The domination of the notated score, and the reverence with which musicians in classical music treat it, continues to be the tradition’s major defining characteristic, with improvisation often considered at best controversial. Yet if we consider improvisation in a broader context, where musical expression is seen as fundamentally an improvisatory impulse, we can again begin to place improvisation at the centre of classical music also. Benson argues that in fact the acts of composing, performing and listening are inherently improvisatory. He postulates that music is

implicitly improvisatory and that ‘the processes by which a work comes into existence is best described as improvisatory at its very core, not merely [in] the act of composing but also [in] the acts of performing and listening’ (Benson, 2003: 2). On the other hand, for many iconic figures in classical music, including Boulez and Stockhausen, Wolterstorff’s (1980: 64) claim that ‘to improvise is not to compose’ rings true. However, if we accept that composers never create ‘ex nihilo’, as Benson argues, but instead improvise (sometimes on tunes that already exist but more often within the tradition in which they work), we get a broader sense of the improvisatory origins of all composition.

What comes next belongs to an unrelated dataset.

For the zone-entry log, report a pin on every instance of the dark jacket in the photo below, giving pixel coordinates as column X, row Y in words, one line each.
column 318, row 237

The same applies to performance. Even when strictly notated, ‘the interpretation of the score will normally display improvisatory activity compressed into the microscopic domain of expressive adjustments’ (Cyprian-Love, 2005: 26). Music critic Paul Bekker, writing in 1922, offers an interesting perspective on improvisation and its role in music:

The art of musical performance is, in its origins and very being, an improvisatory art…This improvisation has as its goal to illuminate the musical work through the intimate, creative fusion of composer and performer, as if in the moment of its first sounding, thus bringing it into harmony with the composer’s original creative impulse…The problem of performing art in our day lies in moving from a pedantic concept of reproduction to an objectively founded and nonetheless personally unhampered improvisation. This may sound purely theoretical, and yet already much is won if we dare to declare and hold fast to the concept of improvisation as actually the highest and only true artistic experience.

Bekker, quoted in Hunter, 2004: 15.

The composer and improviser Frederic Rzewski is quoted, in Bailey’s seminal study of improvisation, on the difference between composing and improvising as follows:

In 1968 I ran into Steve Lacy (composer and improviser) on the street in Rome. I took out my pocket tape recorder and asked him to describe in 15 seconds the difference between composition and improvisation. He answered: ‘In 15 seconds the difference between composition and improvisation is that in composition you have all the time you want to decide what to say in 15 seconds, while in improvisation you have 15 seconds’. His answer lasted exactly 15 seconds and is the best formulation of the question I know.

The subject of improvisation was considered an important area of discussion with all of the composers in this research. Some of them (Guilfoyle for example) considered improvisation a core principle of their musical life, with others, including O’Leary, feeling a little isolated from this most fundamental enterprise. This sense of exclusion seemed to be more conceptual than actual and in some ways reflects the legacy of training and ideology within classical music.